Il caso Spotlight è il caso del vero giornalismo

Non è un caso infatti che la squadra di sceneggiatori ai quali Steven Spielberg si è affidato per scrivere un’inchiesta giornalistica sia composta, oltre che da Liz Hannah, anche da Josh Singer che già aveva curato la sceneggiatura per Il caso Spotlight. Al pari del film di McCarthy anche The Post ha un primo sviluppo molto lento necessario per creare il contesto storico e politico e spiegare gli antefatti che hanno portato a quella che è considerata una delle maggiori inchieste giornalistiche della storia americana, resa nota prima dal New York Times e poi dal Washington Post, che rimette mano ai documenti riservati del Pentagono dimostrando all’opinione pubblica l’ostinazione dei quattro presidenti americani, da Eisenhower a Nixon, nel proseguire una guerra persa in partenza che non faceva altro che mandare a morire in Vietnam i soldati americani. Al centro della storia ci sono due personaggi, una donna ed un uomo – Katharine Graham e Ben Bradlee – entrambi dedicati per vocazione al mestiere del giornalismo inteso come la necessità di informare le persone qualsiasi sia il prezzo da pagare o da scontare nei confronti dei poteri costituiti.

 

The Post di Steven Spielberg, Ben Bradlee (Tom Hanks)

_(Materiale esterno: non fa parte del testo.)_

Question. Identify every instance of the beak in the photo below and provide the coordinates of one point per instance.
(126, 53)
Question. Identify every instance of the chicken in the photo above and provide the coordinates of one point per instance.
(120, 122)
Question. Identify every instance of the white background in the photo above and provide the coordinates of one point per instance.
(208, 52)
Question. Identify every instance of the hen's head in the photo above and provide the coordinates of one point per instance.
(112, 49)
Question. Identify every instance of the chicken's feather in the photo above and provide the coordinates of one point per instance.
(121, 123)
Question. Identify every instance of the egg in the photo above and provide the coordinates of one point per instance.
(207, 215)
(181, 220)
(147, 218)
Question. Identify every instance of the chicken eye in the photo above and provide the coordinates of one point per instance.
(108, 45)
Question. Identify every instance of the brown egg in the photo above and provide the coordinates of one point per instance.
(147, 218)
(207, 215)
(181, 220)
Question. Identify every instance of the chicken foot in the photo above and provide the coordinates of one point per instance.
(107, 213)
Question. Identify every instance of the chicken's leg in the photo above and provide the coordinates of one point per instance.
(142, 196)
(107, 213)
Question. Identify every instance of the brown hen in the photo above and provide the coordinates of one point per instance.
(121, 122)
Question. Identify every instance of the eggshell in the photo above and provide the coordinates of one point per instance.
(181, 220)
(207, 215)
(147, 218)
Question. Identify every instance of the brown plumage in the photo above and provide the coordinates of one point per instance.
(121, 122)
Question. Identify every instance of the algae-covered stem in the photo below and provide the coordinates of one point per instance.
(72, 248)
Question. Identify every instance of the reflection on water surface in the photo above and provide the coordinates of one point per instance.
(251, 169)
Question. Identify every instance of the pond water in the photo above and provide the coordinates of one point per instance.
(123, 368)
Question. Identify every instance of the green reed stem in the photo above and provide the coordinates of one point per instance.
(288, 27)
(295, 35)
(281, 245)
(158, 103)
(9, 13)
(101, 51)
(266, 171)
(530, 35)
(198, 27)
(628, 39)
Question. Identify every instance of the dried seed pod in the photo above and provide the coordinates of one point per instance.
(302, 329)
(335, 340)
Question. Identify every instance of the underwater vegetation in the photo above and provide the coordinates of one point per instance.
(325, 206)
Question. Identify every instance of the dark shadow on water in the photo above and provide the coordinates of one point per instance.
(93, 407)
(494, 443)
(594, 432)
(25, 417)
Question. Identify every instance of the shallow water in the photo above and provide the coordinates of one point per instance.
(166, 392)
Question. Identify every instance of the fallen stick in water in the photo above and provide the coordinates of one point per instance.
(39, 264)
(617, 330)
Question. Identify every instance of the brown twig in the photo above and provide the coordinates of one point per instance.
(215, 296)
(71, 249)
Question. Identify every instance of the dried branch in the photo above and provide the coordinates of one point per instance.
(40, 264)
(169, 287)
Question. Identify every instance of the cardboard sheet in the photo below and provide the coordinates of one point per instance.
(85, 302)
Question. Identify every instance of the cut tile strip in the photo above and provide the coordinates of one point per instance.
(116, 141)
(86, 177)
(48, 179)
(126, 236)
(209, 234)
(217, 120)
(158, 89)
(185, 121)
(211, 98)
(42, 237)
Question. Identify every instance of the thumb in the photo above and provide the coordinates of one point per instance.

Katharine Graham è stata la proprietaria del Washington Post dal 1963, subentrata al padre ed al marito Philip Graham morto suicida. L’interpretazione magistrale della protagonista e prima donna alla guida di un giornale ha valso la candidatura di Meryl Streep come miglior attrice protagonista – la ventunesima nella carriera dell’attrice – nonostante il ruolo sia di fatto marginale nel corso del film rispetto a quello dei colleghi giornalisti. La scelta del regista infatti è quella di mettere in risalto la figura del direttore del giornale, Ben Bradlee, uomo sanguigno e appassionato del suo lavoro, interpretato da Tom Hanks e grande escluso alle nomination per gli Oscar, per raccontare le condizioni sociali delle donne negli Anni Settanta e per dire velatamente che rispetto ad allora la società non è ancora cambiata. Katharine Graham diventa quindi l’esempio di una donna che non viene riconosciuta, in quanto donna, nel suo ruolo di guida del giornale, con il rischio di essere fagocitata dagli uomini che operano nel suo stesso ambiente, dall’amico Robert McNamara fino ai membri e ai legali del Consiglio, che le sconsigliano di pubblicare i documenti per evitare di compromettere i rapporti con la Casa Bianca e di incorrere nel reato di oltraggio alla corte.

 

The Post di Steven Spielberg, Katharine Graham (Meryl Streep)

The Post è quindi un film sul coraggio di una donna, che mette a repentaglio la propria carriera ed il futuro del suo giornale e di tutti coloro che ci lavorano in nome della verità, che ha l’ambizione di essere fonte di civiltà e mai serva di nessun padrone. Oltre ciò il film è anche un atto di amore nei confronti della libertà di stampa e di quel giornalismo – fatto di fogli che volano al vento, di rotative e di colonne di giornali pronti per essere venduti – che è nato per informare le persone sui fatti e per trasformare ogni notizia nella prima bozza della storia.